Strong linewidth variation for spin-torque nano-oscillators as a function of in-plane magnetic field angle

We measure the microwave signals produced by spin-torque-driven magnetization dynamics excited by direct currents in patterned magnetic multilayer devices at room temperature as a function of the angle of a magnetic field applied in the sample plane. We find strong variations in the frequency linewidth of the signals, with a decrease by more than a factor of 20 as the field is rotated from the magnetic easy axis to the in-plane hard axis.
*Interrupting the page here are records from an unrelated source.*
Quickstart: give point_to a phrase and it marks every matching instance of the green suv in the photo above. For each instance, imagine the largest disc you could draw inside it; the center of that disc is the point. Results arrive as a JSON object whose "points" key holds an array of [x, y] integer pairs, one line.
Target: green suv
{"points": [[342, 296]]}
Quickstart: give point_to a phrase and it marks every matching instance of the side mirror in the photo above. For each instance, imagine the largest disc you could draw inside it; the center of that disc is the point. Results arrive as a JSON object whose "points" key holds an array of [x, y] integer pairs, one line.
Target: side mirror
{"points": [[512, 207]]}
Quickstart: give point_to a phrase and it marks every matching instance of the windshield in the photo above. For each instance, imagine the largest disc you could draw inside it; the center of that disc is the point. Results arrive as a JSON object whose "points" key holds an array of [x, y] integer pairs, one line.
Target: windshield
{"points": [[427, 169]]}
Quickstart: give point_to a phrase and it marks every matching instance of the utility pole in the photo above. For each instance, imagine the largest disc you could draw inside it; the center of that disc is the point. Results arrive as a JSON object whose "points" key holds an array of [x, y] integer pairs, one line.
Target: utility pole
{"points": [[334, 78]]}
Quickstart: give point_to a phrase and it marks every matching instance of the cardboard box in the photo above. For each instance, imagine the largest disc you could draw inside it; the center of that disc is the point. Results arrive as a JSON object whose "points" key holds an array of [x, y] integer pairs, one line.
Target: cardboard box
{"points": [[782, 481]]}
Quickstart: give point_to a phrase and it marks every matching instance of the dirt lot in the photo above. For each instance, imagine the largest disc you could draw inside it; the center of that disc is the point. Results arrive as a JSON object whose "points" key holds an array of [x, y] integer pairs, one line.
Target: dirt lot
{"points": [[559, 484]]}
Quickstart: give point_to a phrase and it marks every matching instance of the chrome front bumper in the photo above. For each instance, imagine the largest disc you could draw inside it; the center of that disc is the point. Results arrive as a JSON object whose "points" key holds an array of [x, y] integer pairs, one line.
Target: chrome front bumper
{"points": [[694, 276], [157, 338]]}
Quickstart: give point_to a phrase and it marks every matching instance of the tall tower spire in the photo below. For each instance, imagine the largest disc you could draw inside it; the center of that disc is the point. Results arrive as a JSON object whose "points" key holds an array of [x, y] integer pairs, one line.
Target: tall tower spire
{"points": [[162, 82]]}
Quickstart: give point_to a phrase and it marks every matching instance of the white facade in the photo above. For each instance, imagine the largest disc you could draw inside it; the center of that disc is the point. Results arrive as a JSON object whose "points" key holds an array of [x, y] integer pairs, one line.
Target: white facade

Based on micromagnetic simulations, we identify these variations as due to a transition from spatially incoherent to coherent precession.

Figure 1

(Color online) (a) Differential resistance as a function of current at room temperature for a nanopillar spin valve device with an exchange-biased fixed layer. Inset: top-view electron micrograph of device shape. [(b) and (c)] Resistance as a function of magnetic field for the same device for fields (b) along the easy-axis direction and (c) along the in-plane hard axis. [(d)–(f)] Differential resistance of a nanopillar spin valve device with a thick-fixed layer as a function of (d) current and [(e) and (f)] magnetic field at room temperature.

Figure 2

(Color online) Power spectral density of spin-torque-driven oscillations at room temperature, for field angles ${\theta }_H=0°$, $45°$, and $90°$ (as labeled), for (a) an exchange-biased-fixed-layer sample and (b) a thick-fixed-layer sample. Insets: sample structures. [(c) and (d)] Variation of the linewidth as a function of ${\theta }_H$ for both types of samples.

Figure 3

(Color online) Analysis of the spin-torque-driven microwave signals for the sample with the exchange-biased fixed layer as a function of current and field angle at room temperature and $H=1000\text{Oe}$. (a) Linewidth. (b) Peak frequency. (c) Integrated power within the precessional peak divided by $I^2$. (d) Power spectral density plotted on a logarithmic scale, as a function of ${\theta }_H$, for $I=4\text{mA}$.

Figure 4

(Color online) Analysis of the spin-torque-driven microwave signals for the sample with the thick-fixed layer at room temperature and $H=800\text{Oe}$. (a) Linewidth. (b) Peak frequency. (c) Integrated power divided by $I^2$. (d) Power spectral density plotted on a logarithmic scale, as a function of ${\theta }_H$, for $I=5\text{mA}$.

Figure 5

(Color online) Micromagnetic simulations of the exchange-biased sample. (a) Resistance as a function of time. $R_{\text{P}}$ is the resistance for parallel free and fixed magnetic layers and $R_{\text{AP}}$ corresponds to antiparallel layers. (b) Corresponding power spectral densities. The curves for ${\theta }_H=45°$ and $90°$ are offset by 30 and 60 pW/GHz. The curves for ${\theta }_H=0°$ and $45°$ are scaled by a factor of 4. (c) Calculated linewidth as a function of ${\theta }_H$ for $H=1000\text{Oe}$ and $I=3.5\text{mA}$. [(d) and (e)] Snapshots of the magnetization distribution in the magnetic free layer for (d) ${\theta }_H=0°$ and (e) ${\theta }_H=90°$ at times corresponding to maxima in the precession cycle.